第3位は西海岸のサンフランシスコ交響楽団です!!
サンフランシスコ交響楽団は見事な躍進じゃな!!

第2位 ボストン交響楽団

予算規模:8,400万ドル(2013)(約90億7千2百万円)

BIG5のトリはボストン交響楽団。1位じゃないですよ、博士!!
第1位は気になるが、ボストン交響楽団の予算規模は毎年安定しておる!!

マサチューセッツ州ボストンを本拠とするオーケストラ。29年間にわたり小澤征爾が音楽監督を務めた事で日本人にもなじみ深いオーケストラです。設立は1881年と伝統のあるオーケストラでもあります。ジェームズ・レヴァイン、アンドリス・ネルソンスが後を引き継いでいます。

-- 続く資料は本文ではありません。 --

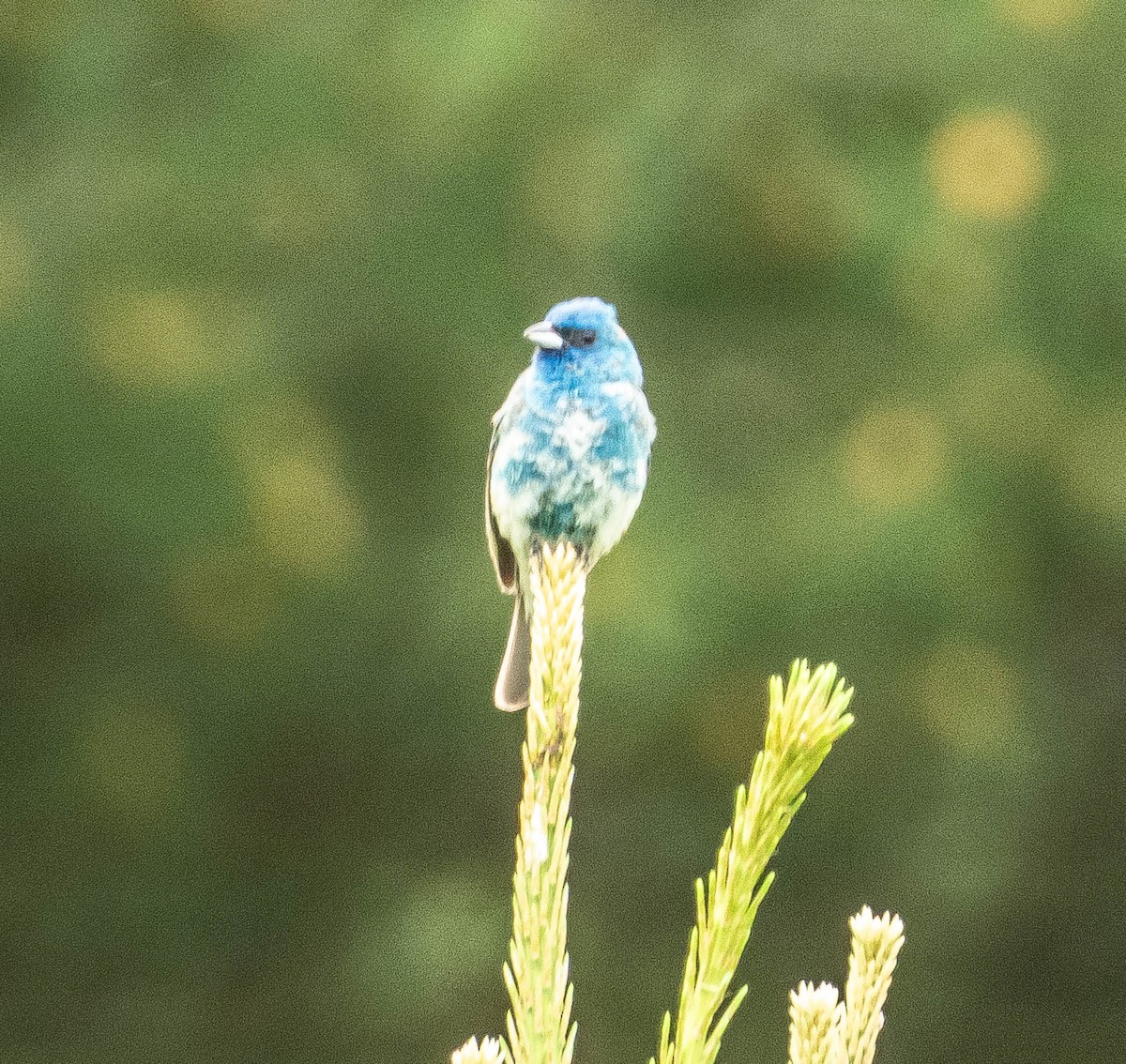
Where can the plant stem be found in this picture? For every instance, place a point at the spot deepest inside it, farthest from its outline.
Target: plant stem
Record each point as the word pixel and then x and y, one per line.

予算規模は90億円越えです。このデータは2013年のものですから、現在は100億円位になっていても不思議はありません。安定した財政の上に運営されているアメリカの優等生オーケストラです。企業寄付の規模の違いと録音収入が大きいためでしょう。

第1位 ロサンゼルス・フィルハーモニック

予算規模:1億2,000万ドル(2017)(約129億6千万円)

カリフォルニア州ロサンゼルスを本拠地とするのオーケストラ。2003年からウォルト・ディズニー・コンサートホールを拠点にし、それにより更に充実した音楽作りに邁進しています。エリート11の中でも昔から著名なオーケストラでした。

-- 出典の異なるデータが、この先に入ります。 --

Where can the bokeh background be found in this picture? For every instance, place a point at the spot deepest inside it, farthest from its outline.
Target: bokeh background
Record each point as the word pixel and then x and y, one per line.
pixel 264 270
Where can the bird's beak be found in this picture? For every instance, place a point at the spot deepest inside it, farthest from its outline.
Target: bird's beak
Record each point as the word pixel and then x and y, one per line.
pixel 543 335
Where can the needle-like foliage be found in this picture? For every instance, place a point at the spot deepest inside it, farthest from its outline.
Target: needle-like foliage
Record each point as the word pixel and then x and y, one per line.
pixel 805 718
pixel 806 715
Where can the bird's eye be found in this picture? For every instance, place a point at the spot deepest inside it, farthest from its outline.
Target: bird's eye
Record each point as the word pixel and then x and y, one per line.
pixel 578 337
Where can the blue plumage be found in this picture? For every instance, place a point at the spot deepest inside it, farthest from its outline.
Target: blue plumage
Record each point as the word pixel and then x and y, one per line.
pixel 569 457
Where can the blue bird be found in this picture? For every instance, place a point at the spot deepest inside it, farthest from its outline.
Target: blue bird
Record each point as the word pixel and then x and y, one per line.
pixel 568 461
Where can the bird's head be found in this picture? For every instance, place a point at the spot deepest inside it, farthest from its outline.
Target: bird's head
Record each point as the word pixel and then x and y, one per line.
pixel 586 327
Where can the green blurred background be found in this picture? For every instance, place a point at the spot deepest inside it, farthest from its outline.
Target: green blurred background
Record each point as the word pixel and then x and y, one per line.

それにしても約130億円とは凄い!これは2017年のデータですから、現在はもっと凄い事になっているかも。企業からの安定した寄付によるおかげでしょう。BIG5を押しのけての第1位。しかも、大差での第1位ですから、今後のロサンゼルス・フィルには注目です。

ぶっちぎりの第1位はロサンゼルス・フィルでした!!
わしも驚きじゃ!!第2位を大きく引き離しての堂々の第1位!!

予算規模で見るアメリカオーケストラランキング結果

第1位:ロサンゼルス・フィルハーモニック(1億2,000万ドル)
第2位:ボストン交響楽団(8,400万ドル)
第3位:サンフランシスコ交響楽団(7,600万ドル)
第4位:ニューヨーク・フィルハーモニック(7,500万ドル)
第5位:シカゴ交響楽団(7,400万ドル)
第6位:クリーブランド管弦楽団(5,300万ドル)
第7位:フィラデルフィア管弦楽団(5,000万ドル)
第8位:シンシナティ交響楽団(4,700万ドル)
第9位:アトランタ交響楽団(3,800万ドル)
第10位:ワシントン・ナショナル交響楽団(3,600万ドル)

BIG5がもっと上位を占めると思っていました!!
エリート11の躍進ぶりは見事じゃ!!

まとめ

アメリカのオーケストラの予算規模を見てきましたが、第1位のロサンゼルス・フィルには驚きました。断トツの予算規模でした。しかし、第10位までのオーケストラはBIG5とエリート11と呼ばれているオーケストラであって、やはりその位置付けは正しいものでした。

アメリカのオーケストラは企業の寄付により成り立っている団体です。今後の経済次第でこの順位も変化していくものと思われます。顕著だったのはフィラデルフィア管弦楽団で、企業が離れてしまうとじり貧になってしまう姿が見られました。オーケストラの運営は難しいものです。